According to foreign media reports, researchers at the Swiss Federal Institute of Technology in Zurich (ETH) have developed a new method of producing polymers of different lengths, which can pave the way for this new polymer material to be used in previously unachievable applications.
It is hard to imagine that there are no materials made of synthetic polymers in daily life. Clothes, auto parts, computers or packaging products are all made of polymer materials. And there are many polymers in nature, such as DNA or protein.
Polymers are built on a common architecture: they are composed of basic building blocks called monomers. Polymer synthesis requires linking monomers together to form long chains. Imagine putting glass beads on a rope to form chains of different lengths (and weights).

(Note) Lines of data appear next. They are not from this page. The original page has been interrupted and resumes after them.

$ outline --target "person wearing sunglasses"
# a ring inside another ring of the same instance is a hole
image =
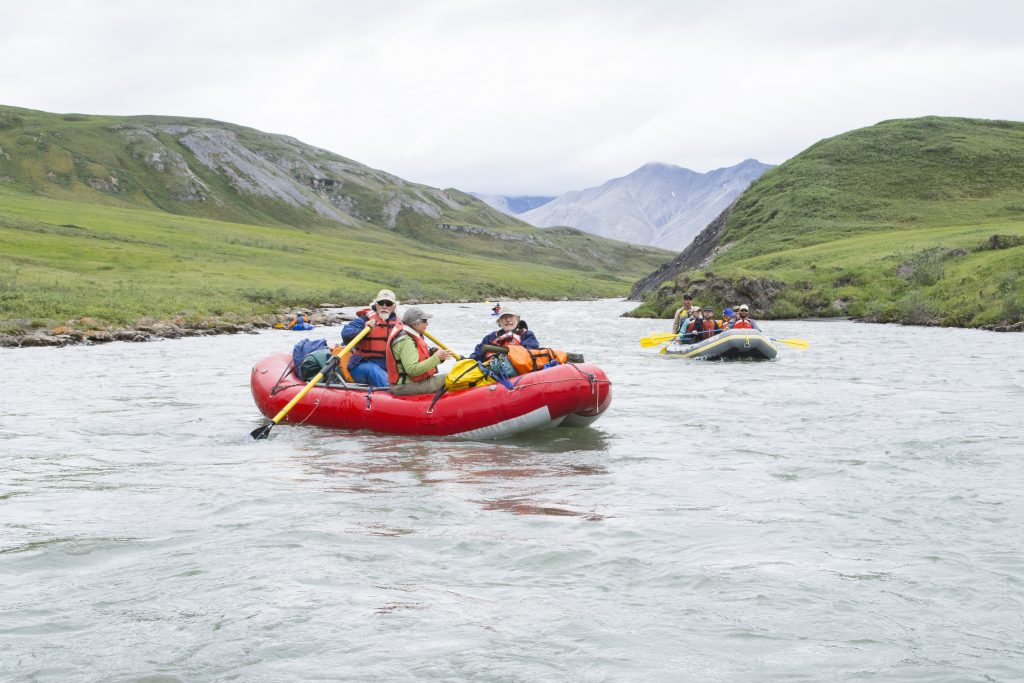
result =
[[[437,366],[455,354],[447,349],[432,349],[427,345],[423,333],[431,317],[432,313],[413,306],[402,314],[402,327],[391,333],[387,347],[387,376],[391,393],[396,396],[434,393],[444,386],[446,375],[439,375]]]
[[[355,311],[355,319],[341,329],[341,341],[347,344],[364,328],[370,328],[370,333],[352,349],[348,361],[348,372],[356,382],[376,387],[388,385],[387,341],[391,333],[401,327],[397,308],[394,292],[381,290],[369,308]]]
[[[483,346],[486,344],[494,346],[518,345],[525,346],[526,348],[541,348],[541,343],[537,341],[537,336],[530,332],[529,328],[525,325],[520,327],[522,323],[519,319],[519,313],[511,310],[503,311],[498,316],[498,329],[484,335],[480,343],[473,349],[473,352],[469,354],[469,357],[476,360],[486,358],[489,355],[483,350]]]

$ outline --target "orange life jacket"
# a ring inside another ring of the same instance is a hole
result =
[[[391,333],[401,329],[401,323],[395,316],[392,319],[382,319],[377,311],[372,308],[364,308],[355,311],[359,317],[367,321],[377,321],[377,325],[370,330],[370,334],[359,340],[359,343],[352,349],[353,355],[361,355],[364,358],[383,358],[387,356],[388,339]]]
[[[412,330],[407,330],[406,328],[396,328],[391,332],[391,336],[387,340],[387,381],[388,384],[406,384],[408,382],[422,382],[431,375],[437,373],[437,368],[431,368],[422,375],[417,375],[416,377],[410,377],[406,372],[404,368],[398,368],[398,359],[394,357],[394,349],[392,346],[398,337],[401,335],[408,335],[413,338],[416,342],[416,350],[420,354],[420,360],[426,360],[430,357],[430,347],[427,346],[427,342],[420,335]]]

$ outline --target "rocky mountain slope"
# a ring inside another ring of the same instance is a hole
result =
[[[494,209],[498,209],[502,213],[507,213],[510,216],[529,211],[530,209],[536,209],[539,206],[544,206],[554,197],[536,197],[536,196],[505,196],[505,195],[480,195],[478,193],[471,193],[473,197],[480,200],[484,204],[488,205]]]
[[[202,119],[0,106],[0,333],[281,307],[622,296],[671,256]],[[84,323],[82,325],[85,325]]]
[[[824,139],[755,181],[639,281],[762,317],[1024,328],[1024,123],[925,117]]]
[[[679,250],[769,168],[753,159],[708,173],[646,164],[518,217],[532,225],[570,225],[612,240]]]

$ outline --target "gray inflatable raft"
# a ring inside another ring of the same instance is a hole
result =
[[[696,344],[672,342],[663,353],[673,358],[770,360],[778,348],[760,330],[726,330]]]

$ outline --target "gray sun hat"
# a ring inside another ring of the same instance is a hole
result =
[[[407,308],[406,312],[401,314],[401,324],[412,326],[420,321],[426,321],[433,317],[433,313],[428,313],[422,308],[413,306],[412,308]]]

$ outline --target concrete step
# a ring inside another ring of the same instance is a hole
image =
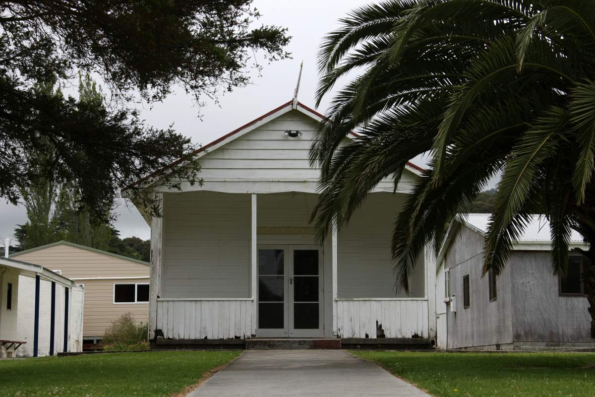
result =
[[[432,341],[421,337],[349,337],[341,339],[342,349],[354,350],[431,350]]]
[[[337,339],[253,338],[246,340],[246,350],[340,349]]]
[[[234,350],[246,348],[245,339],[161,339],[151,348],[163,350]]]

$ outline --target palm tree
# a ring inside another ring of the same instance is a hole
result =
[[[397,217],[400,285],[426,244],[502,173],[484,272],[499,273],[531,214],[551,227],[564,276],[572,229],[590,243],[595,337],[595,4],[584,0],[393,0],[340,20],[319,55],[318,102],[340,77],[311,151],[322,168],[318,237],[349,220],[407,161],[430,164]],[[361,137],[341,145],[351,130]]]

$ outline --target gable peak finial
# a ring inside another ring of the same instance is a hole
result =
[[[302,69],[303,68],[303,61],[299,66],[299,74],[298,75],[298,84],[296,85],[296,89],[293,92],[293,101],[292,102],[292,109],[298,108],[298,92],[299,92],[299,82],[302,80]]]

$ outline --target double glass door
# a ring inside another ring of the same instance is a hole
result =
[[[258,248],[258,336],[324,335],[322,258],[318,246]]]

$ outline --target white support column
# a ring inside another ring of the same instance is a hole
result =
[[[333,225],[333,243],[332,243],[332,264],[333,264],[333,335],[338,335],[339,330],[337,326],[337,269],[338,262],[337,232],[336,220]]]
[[[250,293],[252,298],[252,304],[254,310],[252,311],[252,332],[256,333],[256,313],[258,305],[256,301],[256,266],[258,265],[258,255],[256,249],[256,193],[252,193],[252,222],[250,225]]]
[[[149,289],[149,340],[155,338],[157,326],[157,298],[161,295],[163,239],[163,193],[156,193],[161,201],[161,217],[153,217],[151,224],[151,286]]]
[[[425,296],[428,298],[428,335],[430,339],[436,339],[436,256],[431,243],[425,245],[424,250],[425,271]]]

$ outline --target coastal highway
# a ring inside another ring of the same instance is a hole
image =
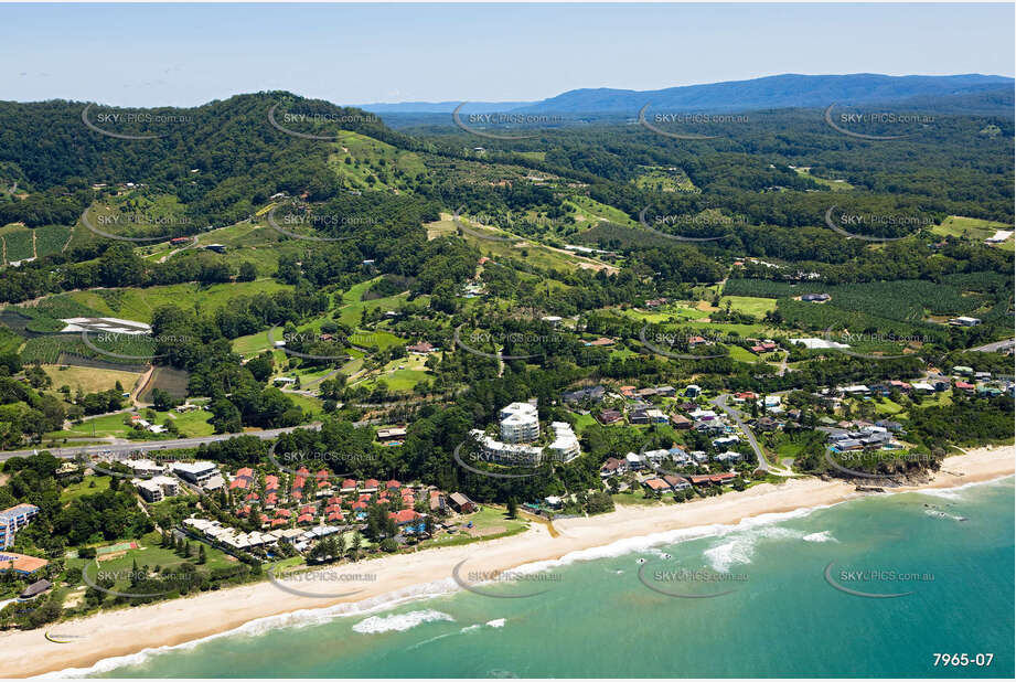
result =
[[[766,459],[766,454],[762,451],[762,448],[759,445],[759,441],[755,439],[755,433],[741,419],[741,415],[737,412],[737,409],[727,405],[727,398],[729,397],[730,397],[729,393],[724,393],[723,395],[716,396],[710,402],[717,407],[719,407],[720,409],[723,409],[725,413],[727,413],[727,416],[734,419],[734,423],[737,424],[737,426],[745,433],[745,437],[748,438],[748,443],[751,444],[751,449],[755,450],[755,456],[758,457],[759,459],[759,469],[761,469],[766,473],[769,473],[772,467],[769,463],[769,461]]]
[[[370,419],[366,422],[356,422],[356,426],[365,426],[367,424],[373,424],[376,419]],[[173,440],[147,440],[138,443],[122,443],[122,444],[101,444],[101,445],[88,445],[81,447],[64,447],[64,448],[46,448],[38,447],[31,450],[17,450],[11,452],[0,452],[0,461],[10,459],[12,457],[29,457],[36,452],[42,452],[43,450],[49,450],[54,457],[60,457],[63,459],[73,459],[78,455],[97,455],[99,452],[152,452],[156,450],[177,450],[181,448],[195,448],[203,443],[215,443],[217,440],[228,440],[229,438],[236,438],[237,436],[257,436],[258,438],[266,440],[270,438],[276,438],[280,434],[287,434],[292,430],[300,428],[309,428],[318,430],[321,428],[320,422],[314,422],[313,424],[303,424],[300,426],[289,426],[286,428],[269,428],[260,431],[246,431],[240,434],[216,434],[214,436],[200,436],[196,438],[175,438]]]
[[[1016,345],[1016,339],[1006,339],[1005,341],[995,341],[994,343],[986,343],[985,345],[978,345],[970,350],[980,353],[1001,353],[1014,345]]]

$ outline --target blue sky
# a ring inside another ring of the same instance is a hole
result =
[[[0,99],[533,100],[781,73],[1014,75],[1009,4],[0,4]]]

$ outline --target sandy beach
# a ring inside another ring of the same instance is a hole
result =
[[[1016,469],[1014,463],[1016,451],[1013,446],[971,450],[945,459],[942,469],[927,484],[889,491],[953,488],[987,481],[1013,475]],[[263,582],[98,614],[46,629],[9,632],[0,635],[0,676],[30,676],[68,668],[87,668],[103,659],[175,646],[233,630],[259,618],[344,603],[374,600],[377,604],[393,594],[405,597],[423,594],[426,592],[420,588],[423,585],[430,585],[434,592],[443,592],[454,588],[452,571],[462,562],[466,563],[460,568],[460,575],[464,578],[473,572],[504,571],[557,560],[630,539],[713,524],[736,524],[761,514],[824,507],[863,494],[879,493],[857,492],[854,484],[844,481],[806,478],[781,484],[766,483],[744,492],[685,504],[621,507],[610,514],[557,521],[554,524],[556,536],[545,525],[533,523],[525,533],[511,537],[386,556],[327,569],[335,577],[359,576],[357,579],[284,583],[297,590],[321,595],[317,597],[298,596]],[[356,594],[349,595],[351,592]],[[370,604],[365,606],[370,607]],[[47,631],[53,639],[67,643],[47,640]]]

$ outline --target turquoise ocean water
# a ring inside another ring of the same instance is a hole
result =
[[[485,595],[303,611],[75,672],[1012,678],[1013,519],[1012,478],[868,497],[652,546],[633,540],[545,566],[554,579],[477,588]],[[935,653],[971,664],[935,668]],[[994,654],[990,667],[978,653]]]

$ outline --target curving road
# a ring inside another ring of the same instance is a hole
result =
[[[772,470],[772,465],[770,465],[769,460],[766,459],[766,454],[762,451],[762,448],[759,445],[759,441],[755,439],[755,433],[751,430],[751,428],[747,424],[745,424],[744,419],[741,419],[740,413],[737,409],[727,405],[727,398],[729,397],[730,397],[729,393],[724,393],[721,395],[716,396],[712,401],[709,401],[709,403],[712,403],[713,405],[716,405],[717,407],[723,409],[725,413],[727,413],[727,416],[730,417],[730,419],[732,419],[735,424],[737,424],[738,428],[740,428],[741,431],[744,431],[745,437],[748,439],[748,443],[751,445],[751,449],[755,450],[755,456],[759,460],[759,469],[761,469],[766,473],[769,473]]]
[[[357,426],[367,424],[367,422],[356,422]],[[101,452],[152,452],[156,450],[178,450],[182,448],[194,448],[202,444],[216,443],[218,440],[228,440],[229,438],[236,438],[237,436],[257,436],[263,440],[271,439],[278,437],[280,434],[287,434],[292,430],[309,428],[313,430],[319,430],[321,428],[321,423],[316,422],[313,424],[303,424],[300,426],[288,426],[286,428],[269,428],[266,430],[259,431],[246,431],[239,434],[216,434],[214,436],[197,436],[194,438],[175,438],[173,440],[145,440],[138,443],[124,443],[124,444],[104,444],[104,445],[89,445],[83,447],[65,447],[65,448],[45,448],[39,447],[31,450],[14,450],[10,452],[0,452],[0,461],[10,459],[12,457],[30,457],[36,455],[44,450],[49,450],[54,457],[60,457],[62,459],[73,459],[78,455],[98,455]]]

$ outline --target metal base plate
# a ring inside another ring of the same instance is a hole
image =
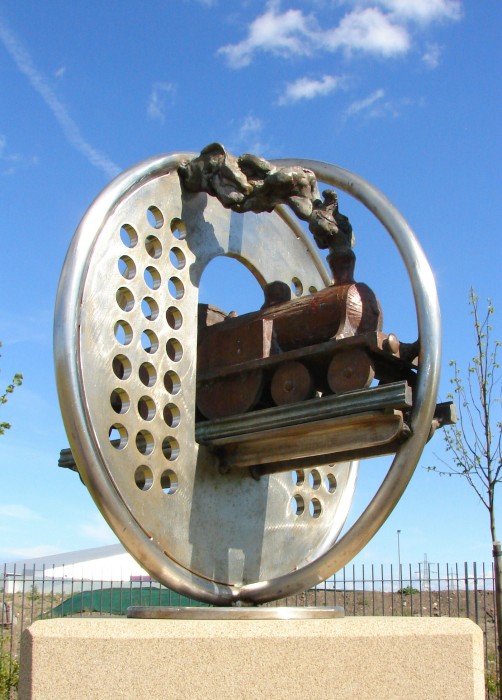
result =
[[[162,606],[127,608],[127,617],[139,620],[318,620],[345,617],[340,606],[330,608],[216,607],[171,608]]]

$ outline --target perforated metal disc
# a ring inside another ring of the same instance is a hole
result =
[[[194,437],[198,287],[218,255],[240,260],[262,285],[294,280],[309,293],[329,280],[284,212],[241,215],[182,195],[181,158],[121,175],[75,234],[56,311],[62,412],[98,507],[156,579],[219,604],[249,585],[280,597],[277,579],[336,541],[357,464],[259,480],[219,472]]]

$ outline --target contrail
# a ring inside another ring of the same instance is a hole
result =
[[[102,170],[108,177],[115,177],[121,171],[118,165],[111,161],[103,153],[93,148],[84,139],[80,129],[68,113],[67,108],[57,97],[44,75],[36,68],[30,54],[26,51],[17,37],[0,20],[0,40],[11,55],[14,63],[30,81],[32,87],[39,93],[45,104],[49,107],[56,120],[59,122],[68,142],[80,151],[91,163]]]

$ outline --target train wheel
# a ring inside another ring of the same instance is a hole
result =
[[[304,364],[293,360],[281,365],[274,372],[270,392],[277,406],[298,403],[312,398],[314,380]]]
[[[338,352],[328,367],[328,385],[334,394],[365,389],[375,378],[373,360],[365,350]]]

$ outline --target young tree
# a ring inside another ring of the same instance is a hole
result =
[[[0,341],[0,348],[2,347],[2,342]],[[16,386],[21,386],[23,383],[23,375],[22,374],[15,374],[12,382],[7,386],[3,394],[0,394],[0,405],[7,403],[9,400],[9,395],[12,394]],[[3,435],[6,430],[9,430],[10,428],[10,423],[6,423],[5,421],[0,421],[0,435]]]
[[[430,467],[438,474],[464,477],[488,511],[495,569],[495,591],[499,658],[499,697],[502,698],[502,551],[497,537],[495,502],[497,485],[502,480],[501,373],[498,352],[501,342],[493,338],[494,308],[488,302],[486,312],[479,309],[473,289],[469,305],[474,325],[475,353],[463,374],[456,361],[451,384],[457,409],[457,423],[447,426],[443,436],[448,456],[442,467]]]

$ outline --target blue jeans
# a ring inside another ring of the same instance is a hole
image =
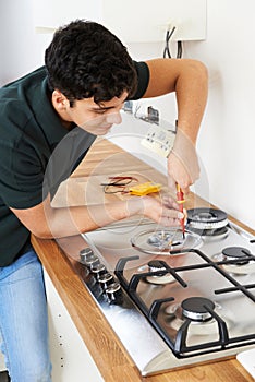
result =
[[[0,342],[12,382],[50,382],[41,264],[29,251],[0,267]]]

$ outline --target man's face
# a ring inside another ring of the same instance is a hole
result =
[[[114,97],[111,100],[102,102],[100,105],[94,102],[94,98],[84,98],[75,100],[73,107],[70,107],[69,100],[65,100],[65,110],[61,115],[65,121],[74,122],[80,128],[95,135],[105,135],[109,132],[112,124],[121,123],[120,110],[127,97],[127,92],[123,92],[120,98]]]

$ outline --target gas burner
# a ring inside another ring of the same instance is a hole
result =
[[[148,262],[149,272],[158,272],[158,271],[166,271],[166,267],[162,263],[158,260],[151,260]],[[147,276],[146,280],[150,284],[169,284],[174,283],[175,278],[170,274],[162,274],[162,275],[155,275],[155,276]]]
[[[206,341],[208,341],[208,337],[217,338],[219,334],[218,322],[209,313],[207,307],[214,311],[218,310],[218,314],[220,312],[228,327],[232,326],[231,313],[223,312],[221,306],[205,297],[190,297],[180,303],[168,306],[165,310],[168,315],[168,324],[178,332],[185,320],[190,319],[190,336],[204,336],[207,338]]]
[[[251,256],[251,260],[247,259]],[[243,247],[227,247],[222,250],[222,260],[233,260],[234,264],[223,264],[224,271],[232,274],[251,274],[255,272],[255,261],[250,250]]]
[[[211,319],[210,310],[215,303],[205,297],[190,297],[181,303],[183,317],[193,321],[207,321]]]
[[[189,230],[185,230],[185,237],[183,239],[181,229],[150,229],[139,232],[131,239],[133,247],[149,254],[169,254],[172,250],[196,248],[201,241],[202,238],[199,235]]]
[[[223,211],[215,208],[187,210],[187,227],[192,231],[198,230],[201,235],[208,236],[226,235],[227,225],[228,216]]]

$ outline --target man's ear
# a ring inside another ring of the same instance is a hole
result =
[[[65,95],[57,89],[54,89],[52,93],[52,103],[57,110],[65,110],[66,107],[70,106],[70,103]]]

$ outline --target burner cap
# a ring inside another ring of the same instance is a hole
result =
[[[214,310],[215,303],[205,297],[190,297],[182,301],[181,307],[184,317],[194,321],[207,321],[211,319],[208,309]]]
[[[149,254],[162,254],[165,252],[169,254],[172,250],[195,248],[201,241],[201,235],[189,230],[185,230],[185,238],[183,239],[183,232],[178,228],[148,229],[131,238],[133,247]]]
[[[192,208],[187,210],[187,225],[196,229],[218,229],[227,226],[228,216],[221,210]]]
[[[224,255],[226,260],[242,260],[242,258],[245,258],[246,255],[251,254],[251,252],[250,250],[243,247],[227,247],[222,250],[222,254]],[[247,263],[248,260],[236,262],[238,265],[244,265]]]

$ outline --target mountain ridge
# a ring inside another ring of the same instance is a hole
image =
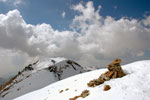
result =
[[[66,58],[37,60],[0,87],[1,100],[11,100],[67,77],[89,71]]]
[[[88,87],[87,83],[98,78],[106,69],[99,69],[69,77],[53,83],[40,90],[25,94],[15,100],[69,100],[88,90],[86,100],[149,100],[150,99],[150,60],[138,61],[123,65],[125,76],[111,79],[96,87]],[[104,86],[111,89],[104,91]],[[37,96],[40,95],[40,96]],[[85,100],[78,98],[78,100]]]

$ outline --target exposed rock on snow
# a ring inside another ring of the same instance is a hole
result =
[[[75,96],[74,98],[70,98],[69,100],[76,100],[80,97],[85,98],[90,95],[89,90],[84,90],[79,96]]]
[[[111,89],[111,87],[109,85],[104,85],[104,91],[108,91],[110,89]]]
[[[40,90],[18,97],[15,100],[69,100],[78,96],[83,90],[89,90],[86,98],[77,100],[150,100],[150,61],[139,61],[122,66],[127,73],[124,77],[105,81],[96,87],[88,87],[86,83],[107,71],[100,69],[61,80]],[[75,81],[76,80],[76,81]],[[104,91],[104,85],[109,84],[111,89]],[[69,88],[59,93],[59,90]]]
[[[89,87],[95,87],[97,85],[103,84],[104,81],[108,81],[113,78],[121,78],[125,75],[121,68],[121,59],[115,59],[111,64],[108,65],[108,71],[101,74],[98,79],[91,80],[87,85]]]
[[[0,99],[12,100],[67,77],[86,72],[78,63],[65,58],[37,60],[0,87]]]

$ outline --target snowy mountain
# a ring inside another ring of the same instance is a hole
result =
[[[122,66],[122,69],[125,76],[105,81],[96,87],[88,87],[87,83],[97,79],[107,69],[69,77],[15,100],[76,100],[70,98],[79,97],[84,90],[87,97],[77,100],[150,100],[150,61],[134,62]],[[104,85],[109,85],[110,90],[104,91]]]
[[[51,83],[86,72],[78,63],[65,58],[51,58],[29,64],[0,87],[0,99],[12,100]]]

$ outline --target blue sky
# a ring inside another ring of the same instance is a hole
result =
[[[47,57],[149,60],[149,43],[150,0],[0,0],[0,77]]]
[[[12,0],[13,1],[13,0]],[[28,24],[51,24],[54,29],[69,29],[72,19],[77,14],[71,9],[72,5],[89,0],[22,0],[16,6],[12,2],[0,2],[0,13],[18,9]],[[115,19],[129,17],[141,19],[150,14],[150,0],[92,0],[94,7],[102,6],[101,16],[112,16]],[[65,18],[62,18],[62,12]]]

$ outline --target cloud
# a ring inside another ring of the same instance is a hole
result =
[[[146,19],[142,20],[145,26],[150,26],[150,16],[146,16]]]
[[[54,30],[46,23],[27,24],[18,10],[0,14],[0,47],[3,52],[10,50],[7,55],[17,52],[9,62],[17,62],[17,55],[24,62],[37,56],[66,57],[84,66],[103,67],[113,58],[129,62],[150,52],[150,28],[145,26],[149,16],[142,20],[104,18],[101,6],[95,9],[91,1],[72,9],[79,13],[70,25],[72,31]]]
[[[62,18],[65,18],[66,17],[66,12],[63,11],[61,16],[62,16]]]

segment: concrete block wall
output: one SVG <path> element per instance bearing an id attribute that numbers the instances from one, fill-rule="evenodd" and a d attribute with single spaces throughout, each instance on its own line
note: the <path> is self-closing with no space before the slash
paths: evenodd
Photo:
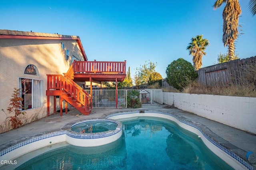
<path id="1" fill-rule="evenodd" d="M 256 97 L 163 92 L 163 103 L 256 134 Z"/>

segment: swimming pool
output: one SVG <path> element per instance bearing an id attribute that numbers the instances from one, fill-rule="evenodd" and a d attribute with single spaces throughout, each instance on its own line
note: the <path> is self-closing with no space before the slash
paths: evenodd
<path id="1" fill-rule="evenodd" d="M 137 119 L 137 118 L 141 117 L 162 118 L 164 119 L 172 121 L 178 125 L 179 127 L 187 129 L 193 133 L 196 134 L 196 136 L 200 136 L 197 137 L 200 140 L 202 140 L 205 145 L 214 153 L 217 154 L 224 162 L 228 163 L 232 167 L 239 167 L 240 168 L 242 169 L 253 169 L 253 168 L 250 164 L 248 164 L 246 161 L 243 160 L 236 154 L 222 146 L 218 142 L 214 140 L 207 136 L 200 128 L 197 127 L 196 123 L 187 121 L 183 119 L 182 117 L 177 117 L 170 113 L 152 111 L 145 111 L 143 112 L 138 111 L 134 112 L 116 113 L 107 116 L 106 119 L 118 120 L 124 122 L 127 120 L 134 120 L 134 119 Z M 44 144 L 46 144 L 46 146 L 48 146 L 46 150 L 48 150 L 48 151 L 50 151 L 52 150 L 52 148 L 54 148 L 54 146 L 56 144 L 54 144 L 54 143 L 58 144 L 58 142 L 66 141 L 65 138 L 67 136 L 66 132 L 66 131 L 65 131 L 56 132 L 50 134 L 46 134 L 42 135 L 42 136 L 36 137 L 35 139 L 30 139 L 29 140 L 28 140 L 28 141 L 23 141 L 1 151 L 0 156 L 2 158 L 8 158 L 8 160 L 13 160 L 14 158 L 16 158 L 18 156 L 23 154 L 24 153 L 24 150 L 26 150 L 26 149 L 28 150 L 28 151 L 27 150 L 27 151 L 28 152 L 32 151 L 34 150 L 35 148 L 33 148 L 30 146 L 31 144 L 34 144 L 34 143 L 36 143 L 37 144 L 36 145 L 37 147 L 38 147 L 38 145 L 42 146 L 46 146 L 44 145 Z M 200 137 L 198 138 L 198 137 Z M 41 141 L 42 141 L 42 142 L 41 142 Z M 50 141 L 50 144 L 49 141 Z M 52 141 L 54 142 L 52 142 Z M 45 143 L 46 143 L 46 144 Z M 64 143 L 65 143 L 65 144 L 66 145 L 66 142 L 64 142 Z M 28 145 L 29 145 L 29 146 L 27 147 L 27 148 L 24 149 L 24 148 L 26 148 Z M 32 146 L 33 146 L 34 145 Z M 50 146 L 51 148 L 50 148 L 49 146 Z M 20 149 L 20 148 L 22 148 Z M 45 152 L 45 151 L 44 151 L 41 153 Z M 29 154 L 31 153 L 32 152 L 30 152 Z M 38 153 L 37 154 L 38 155 L 39 154 L 38 154 Z M 16 157 L 13 157 L 14 156 L 16 156 Z M 31 157 L 30 158 L 32 158 Z M 22 162 L 22 161 L 19 161 L 19 162 Z M 7 167 L 7 166 L 5 166 L 4 167 Z"/>
<path id="2" fill-rule="evenodd" d="M 122 136 L 113 143 L 61 147 L 17 169 L 232 169 L 197 135 L 172 121 L 142 117 L 122 123 Z"/>

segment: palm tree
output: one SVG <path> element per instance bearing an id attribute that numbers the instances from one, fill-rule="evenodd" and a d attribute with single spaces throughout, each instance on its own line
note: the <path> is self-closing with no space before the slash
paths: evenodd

An important process for producing polymers is free radical polymerization (FRP). The chemical industry uses FRP to produce 200 million tons of various types of polymers each year, such as polyacrylic acid, polyvinyl chloride (PVC) and polystyrene. Although this production method has many advantages, it also has its limitations. FRP produces uncontrollable mixtures of polymers of varying lengths, in other words, with a high degree of dispersion. Dispersion is an index to measure whether the polymer chain length in a material is uniform. The performance of the material depends on the dispersion to a large extent.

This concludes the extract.